The readings were taken by a team of students from CoEP, led by their professor Shindikar, who collected sound samples from 10 important areas of Ganpati procession and visarjan, using spatiotemporal and scientific detectors.
MPCB, the nodal agency to monitor and study noise pollution and sound level, found it was beyond permissible limit of 65 dB at commercial areas at 18 locations across Pune. According to MPCB official Pratap Jagtap, “This year there was no restriction on enjoying the festival and thus the sound levels were higher than the hearing capacity of any individual which is at 50dB. Since it is not a continuous sound but showing the dips and rise of the sound, hence the dB levels crossed over 90 this year.”

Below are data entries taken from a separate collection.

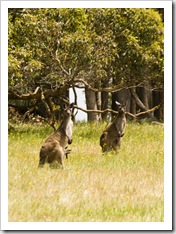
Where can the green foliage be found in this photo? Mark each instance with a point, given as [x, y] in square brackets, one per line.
[127, 187]
[124, 44]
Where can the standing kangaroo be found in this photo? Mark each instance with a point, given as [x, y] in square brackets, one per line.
[54, 147]
[111, 138]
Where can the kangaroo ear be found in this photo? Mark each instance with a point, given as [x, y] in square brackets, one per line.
[124, 104]
[72, 105]
[64, 106]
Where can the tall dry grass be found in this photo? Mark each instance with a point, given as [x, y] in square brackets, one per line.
[127, 187]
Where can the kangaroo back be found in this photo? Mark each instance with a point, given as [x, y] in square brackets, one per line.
[111, 138]
[54, 147]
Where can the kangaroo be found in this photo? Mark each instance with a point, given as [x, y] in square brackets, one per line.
[54, 147]
[111, 138]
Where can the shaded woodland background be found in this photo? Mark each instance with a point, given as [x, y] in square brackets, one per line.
[112, 54]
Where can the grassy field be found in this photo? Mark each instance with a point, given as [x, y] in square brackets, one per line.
[127, 187]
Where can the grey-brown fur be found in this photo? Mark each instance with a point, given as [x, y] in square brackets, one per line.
[111, 138]
[54, 147]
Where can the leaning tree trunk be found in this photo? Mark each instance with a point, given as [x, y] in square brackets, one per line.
[91, 105]
[145, 95]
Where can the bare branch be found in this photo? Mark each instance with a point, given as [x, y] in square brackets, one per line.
[60, 65]
[116, 112]
[112, 90]
[148, 111]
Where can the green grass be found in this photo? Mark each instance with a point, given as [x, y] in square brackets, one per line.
[127, 187]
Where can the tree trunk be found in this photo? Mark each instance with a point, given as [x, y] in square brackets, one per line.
[104, 105]
[98, 100]
[145, 95]
[91, 105]
[133, 104]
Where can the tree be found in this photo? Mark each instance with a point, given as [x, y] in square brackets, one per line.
[56, 49]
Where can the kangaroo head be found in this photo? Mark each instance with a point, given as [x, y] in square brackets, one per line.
[121, 107]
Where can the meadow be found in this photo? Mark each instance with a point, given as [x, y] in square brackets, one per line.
[123, 187]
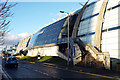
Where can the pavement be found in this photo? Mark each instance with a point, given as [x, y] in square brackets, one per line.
[85, 70]
[39, 70]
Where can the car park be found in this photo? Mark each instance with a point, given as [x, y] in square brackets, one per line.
[11, 61]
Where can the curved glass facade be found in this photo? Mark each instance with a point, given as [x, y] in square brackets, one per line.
[47, 35]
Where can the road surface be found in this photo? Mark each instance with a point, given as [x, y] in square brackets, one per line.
[36, 70]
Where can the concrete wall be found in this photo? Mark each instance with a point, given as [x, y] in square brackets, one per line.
[88, 25]
[110, 36]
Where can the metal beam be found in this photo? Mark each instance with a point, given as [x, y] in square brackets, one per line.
[76, 25]
[100, 20]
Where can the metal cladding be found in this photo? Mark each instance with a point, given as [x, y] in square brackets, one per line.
[98, 25]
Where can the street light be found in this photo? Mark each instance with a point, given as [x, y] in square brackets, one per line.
[68, 35]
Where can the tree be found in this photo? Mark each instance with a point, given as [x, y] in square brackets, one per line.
[5, 13]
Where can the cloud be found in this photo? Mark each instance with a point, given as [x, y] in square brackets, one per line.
[47, 0]
[11, 39]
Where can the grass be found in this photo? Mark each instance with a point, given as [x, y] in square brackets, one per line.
[48, 59]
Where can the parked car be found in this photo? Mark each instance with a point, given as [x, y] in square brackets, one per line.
[11, 61]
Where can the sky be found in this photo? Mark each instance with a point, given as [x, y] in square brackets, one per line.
[29, 16]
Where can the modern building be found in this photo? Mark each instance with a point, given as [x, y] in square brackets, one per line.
[94, 32]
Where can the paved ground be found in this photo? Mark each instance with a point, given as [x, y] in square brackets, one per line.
[36, 70]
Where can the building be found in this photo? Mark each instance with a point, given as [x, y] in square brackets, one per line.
[94, 35]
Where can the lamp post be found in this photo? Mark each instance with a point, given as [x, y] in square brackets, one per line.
[68, 36]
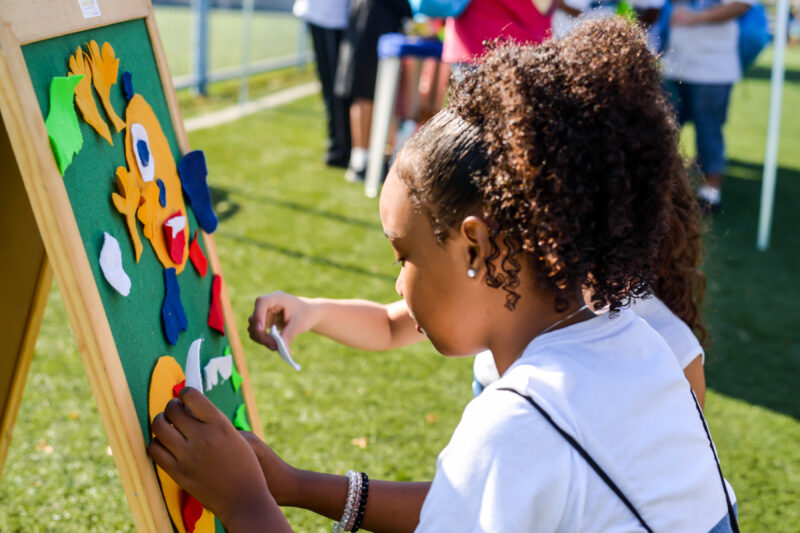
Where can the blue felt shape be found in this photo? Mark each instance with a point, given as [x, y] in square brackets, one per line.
[172, 315]
[127, 85]
[144, 152]
[193, 172]
[162, 193]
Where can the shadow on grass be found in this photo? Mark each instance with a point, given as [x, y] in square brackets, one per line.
[294, 254]
[751, 301]
[223, 194]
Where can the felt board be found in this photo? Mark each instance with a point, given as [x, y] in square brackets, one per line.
[135, 320]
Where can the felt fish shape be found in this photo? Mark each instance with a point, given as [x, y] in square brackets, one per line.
[111, 265]
[141, 151]
[215, 318]
[193, 172]
[62, 122]
[218, 367]
[197, 256]
[172, 314]
[168, 376]
[283, 350]
[105, 66]
[193, 377]
[240, 419]
[127, 202]
[79, 64]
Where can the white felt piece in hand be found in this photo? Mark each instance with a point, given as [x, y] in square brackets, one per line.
[176, 224]
[193, 377]
[218, 367]
[111, 265]
[283, 350]
[138, 133]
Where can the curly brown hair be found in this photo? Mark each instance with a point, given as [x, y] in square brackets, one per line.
[570, 150]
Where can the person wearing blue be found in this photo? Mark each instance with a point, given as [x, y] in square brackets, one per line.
[701, 64]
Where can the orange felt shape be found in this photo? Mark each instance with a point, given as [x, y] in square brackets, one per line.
[104, 67]
[152, 214]
[127, 202]
[166, 375]
[83, 95]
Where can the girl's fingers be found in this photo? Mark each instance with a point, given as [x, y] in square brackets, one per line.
[167, 435]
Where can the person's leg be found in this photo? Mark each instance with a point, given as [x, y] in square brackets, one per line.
[709, 111]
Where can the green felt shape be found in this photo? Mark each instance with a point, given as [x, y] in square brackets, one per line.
[240, 420]
[62, 121]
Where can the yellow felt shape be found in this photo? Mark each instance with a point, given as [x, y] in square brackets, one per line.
[104, 74]
[127, 202]
[166, 375]
[83, 95]
[152, 214]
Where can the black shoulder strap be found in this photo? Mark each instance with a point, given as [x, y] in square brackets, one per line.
[588, 458]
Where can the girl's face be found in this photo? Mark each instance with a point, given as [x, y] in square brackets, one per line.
[433, 279]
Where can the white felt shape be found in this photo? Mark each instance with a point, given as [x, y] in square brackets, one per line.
[283, 350]
[193, 377]
[177, 224]
[216, 368]
[111, 265]
[138, 133]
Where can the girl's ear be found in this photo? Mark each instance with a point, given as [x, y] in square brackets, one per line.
[475, 232]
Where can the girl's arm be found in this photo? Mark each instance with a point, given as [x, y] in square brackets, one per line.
[361, 324]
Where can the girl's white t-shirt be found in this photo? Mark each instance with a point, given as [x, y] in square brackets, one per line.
[614, 385]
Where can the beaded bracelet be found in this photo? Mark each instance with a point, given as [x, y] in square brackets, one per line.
[353, 485]
[362, 502]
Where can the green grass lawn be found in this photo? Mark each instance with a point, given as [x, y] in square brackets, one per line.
[289, 223]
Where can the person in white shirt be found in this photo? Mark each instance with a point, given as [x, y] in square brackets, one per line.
[500, 210]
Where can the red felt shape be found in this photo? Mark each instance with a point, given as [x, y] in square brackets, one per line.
[177, 388]
[192, 511]
[175, 244]
[197, 256]
[215, 319]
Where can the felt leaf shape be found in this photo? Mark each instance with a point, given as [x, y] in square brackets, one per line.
[140, 112]
[193, 172]
[166, 376]
[127, 85]
[175, 236]
[193, 377]
[172, 314]
[240, 419]
[141, 151]
[127, 202]
[104, 74]
[111, 265]
[197, 256]
[84, 97]
[283, 350]
[62, 122]
[215, 318]
[218, 367]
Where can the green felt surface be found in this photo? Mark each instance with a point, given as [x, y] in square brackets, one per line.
[135, 320]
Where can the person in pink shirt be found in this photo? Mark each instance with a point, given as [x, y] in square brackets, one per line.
[524, 21]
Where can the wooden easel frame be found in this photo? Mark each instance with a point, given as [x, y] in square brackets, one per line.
[23, 22]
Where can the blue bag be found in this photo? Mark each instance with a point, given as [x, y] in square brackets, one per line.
[753, 32]
[438, 8]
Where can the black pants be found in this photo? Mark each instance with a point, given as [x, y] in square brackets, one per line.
[337, 109]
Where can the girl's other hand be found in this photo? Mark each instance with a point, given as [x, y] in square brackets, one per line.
[291, 314]
[201, 450]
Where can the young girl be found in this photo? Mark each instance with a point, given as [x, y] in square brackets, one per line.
[551, 167]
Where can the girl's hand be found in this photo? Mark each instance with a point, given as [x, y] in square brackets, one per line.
[202, 451]
[282, 478]
[292, 314]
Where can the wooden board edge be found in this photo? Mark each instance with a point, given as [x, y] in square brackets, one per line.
[61, 237]
[24, 358]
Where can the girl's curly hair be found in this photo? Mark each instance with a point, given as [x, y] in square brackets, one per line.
[570, 150]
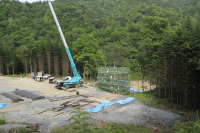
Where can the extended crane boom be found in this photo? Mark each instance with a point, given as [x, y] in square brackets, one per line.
[76, 79]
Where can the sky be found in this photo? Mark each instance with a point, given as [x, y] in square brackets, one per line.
[30, 1]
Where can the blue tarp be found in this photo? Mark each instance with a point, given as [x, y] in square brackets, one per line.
[2, 105]
[132, 90]
[104, 104]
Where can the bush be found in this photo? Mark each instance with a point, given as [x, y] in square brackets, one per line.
[187, 127]
[2, 119]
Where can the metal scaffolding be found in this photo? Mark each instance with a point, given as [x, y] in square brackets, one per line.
[114, 79]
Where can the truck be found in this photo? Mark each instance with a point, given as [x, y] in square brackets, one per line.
[38, 76]
[76, 80]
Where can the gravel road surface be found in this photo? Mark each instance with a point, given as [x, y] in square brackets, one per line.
[28, 112]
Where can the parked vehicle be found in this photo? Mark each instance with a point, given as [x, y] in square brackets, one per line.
[76, 80]
[67, 78]
[52, 80]
[46, 76]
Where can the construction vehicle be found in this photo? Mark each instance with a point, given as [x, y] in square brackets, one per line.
[76, 80]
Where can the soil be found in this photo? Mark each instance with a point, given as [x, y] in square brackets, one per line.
[29, 112]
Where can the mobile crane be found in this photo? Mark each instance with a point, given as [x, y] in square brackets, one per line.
[76, 80]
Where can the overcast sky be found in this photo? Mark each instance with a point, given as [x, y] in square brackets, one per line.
[30, 1]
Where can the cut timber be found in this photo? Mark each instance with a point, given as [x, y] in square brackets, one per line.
[28, 94]
[62, 98]
[12, 97]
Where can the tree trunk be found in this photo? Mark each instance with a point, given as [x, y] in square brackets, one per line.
[143, 82]
[41, 62]
[7, 69]
[26, 65]
[165, 81]
[64, 65]
[35, 64]
[150, 83]
[84, 74]
[0, 65]
[49, 62]
[159, 85]
[31, 69]
[13, 68]
[56, 65]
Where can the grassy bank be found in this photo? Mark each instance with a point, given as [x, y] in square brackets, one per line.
[150, 99]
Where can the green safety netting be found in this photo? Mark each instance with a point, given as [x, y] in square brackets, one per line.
[114, 79]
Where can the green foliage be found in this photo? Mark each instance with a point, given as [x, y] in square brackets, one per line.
[187, 127]
[78, 122]
[16, 75]
[2, 119]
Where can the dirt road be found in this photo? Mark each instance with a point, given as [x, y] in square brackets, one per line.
[28, 111]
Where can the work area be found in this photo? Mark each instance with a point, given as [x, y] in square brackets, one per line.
[54, 109]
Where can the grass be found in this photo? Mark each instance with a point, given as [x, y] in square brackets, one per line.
[2, 119]
[150, 99]
[16, 75]
[81, 122]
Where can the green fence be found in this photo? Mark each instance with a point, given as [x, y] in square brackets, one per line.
[114, 79]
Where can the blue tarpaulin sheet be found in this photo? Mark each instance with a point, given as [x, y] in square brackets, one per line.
[132, 90]
[104, 104]
[2, 105]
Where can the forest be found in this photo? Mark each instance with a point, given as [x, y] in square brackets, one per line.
[158, 39]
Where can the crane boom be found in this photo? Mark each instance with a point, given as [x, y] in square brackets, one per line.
[75, 72]
[76, 79]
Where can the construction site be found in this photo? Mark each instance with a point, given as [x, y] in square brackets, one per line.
[45, 103]
[41, 103]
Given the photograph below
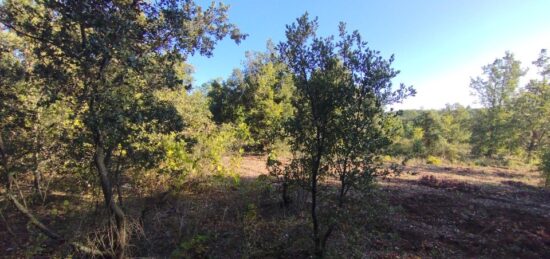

MPCB data showed that at six locations - Shivajinagar (Sakhar Sankul) 97.19 dB, Shaniwar peth (Shaniwarwada) 94.32 dB, Laxmi road (Shagun chowk) 96.12 dB, Mahatma Phule Mandai 98.70 dB, Sarasbaug (Mitra Mandal chowk) 96.19 dB, and Khadki (Near Bazar) 94.79 dB.
As per the Noise Pollution (Regulation and Control) Rules, 2000 (amended in 2017) published by the ministry of environment and forests, 55 dB in daytime and 45 dB at night is the permissible sound limit in residential areas.
The blaring sound of loudspeakers disturbed many residents along Tilak road, Laxmi road, Bajirao road, Kelkar road, Kumthekar road, and Tilak road with some old structures also shaking due to the sound waves, said residents.